弥撒が両手を体の中央で重ね、キッと蛇を睨んでいる。そんな弥撒は真っ黒だった髪が真っ白にまばゆく光、目は翡翠色、体全体を白や緑、黄色の何かが弥撒を守るように取り囲んでいる。
そして蛇女は体の縦半分が削られたように傷ついていた。周囲の植物は弥撒を取り囲み、植物から弥撒へ地のエネルギーが渡っているようだった。
蛇女は何とか頭は繋がっているが、蛇女も自分に何が起こったのか分かっていないようだった。しかし明楽がはっきりと目を開けられるようになると同時に痛み、苦しみだした。蛇女の傍らには蛇女の血液が付いた植物が落ちていた。
【おあああああああああああああああああ!】
恐ろしい声があたりに響く。周囲の木々は激しく揺れ風が強まった。弥撒は敵から目を逸らすことなく唄い始めた。弥撒や明楽の周囲の植物たちが青々敷く茂り、小鳥や動物たちが集まってきた。弥撒の唄声は以前に聞いた優しいものではなく、芯の強い、巫女の唄声だった。唄声とともに弥撒の周りを取り囲む何かは一目散に蛇女へと向かった。弥撒が唄を止め手を叩き一周舞った。
「イネ。」弥撒が呟いた。
一周舞い終わると同時に蛇女の首が飛んだ。あっという間の出来事だった。首が飛び、蛇女が地に落ちた。そして息絶えた。弥撒は気が付くと髪の色が戻り、全て戻っていた。

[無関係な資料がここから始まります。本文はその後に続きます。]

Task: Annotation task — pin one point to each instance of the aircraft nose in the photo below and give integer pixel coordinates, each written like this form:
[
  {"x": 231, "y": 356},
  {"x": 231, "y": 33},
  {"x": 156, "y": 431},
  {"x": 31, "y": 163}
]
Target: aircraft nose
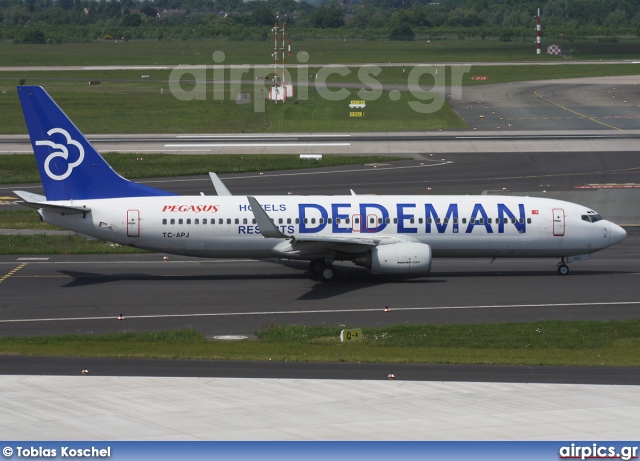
[{"x": 618, "y": 234}]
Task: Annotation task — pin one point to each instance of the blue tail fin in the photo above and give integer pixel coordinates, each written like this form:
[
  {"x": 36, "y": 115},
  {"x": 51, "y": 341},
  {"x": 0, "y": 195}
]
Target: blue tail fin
[{"x": 70, "y": 168}]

「明楽、こやつはもう死んだ。これで人を喰らうモノノ怪はいなくなった。この祠の奥に明菜がいる。明菜は蛇男の残骸に囲まれ、毒が入り込んでいる。太刀をもって早くここまで連れてくるのだ。」
明楽は急いで太刀を持ち、祠へ入っていった。入るとすぐに群れになった蛇が襲ってきた。明楽は数年ぶりに太刀を振るった。振るった太刀の剣先からはさきほど弥撒を守っていたような翡翠色の光が流れた。手入れを怠ることはなかったが刀を振るう気持ちにはなれなかった。しかし今は、明菜を救うために自然と刀を振るった。久しぶりに振るう太刀は手にしっかりと馴染み、まるで剣先が明楽の指先のような感覚がするほどだった。しかし本来それがこの太刀の能力だった。村の男子全員に与えられる武器は使えば使うほど体に馴染み、より能力を発揮する。すでに何回も死線をともに潜り抜けたその太刀はこれ以上ないほど能力を発揮した。さらに弥撒のかけた加護印がより能力を引き出していた。祠は奥に進むにつれ広くなっていた。その先にぼうっと何かが光るのが見えた。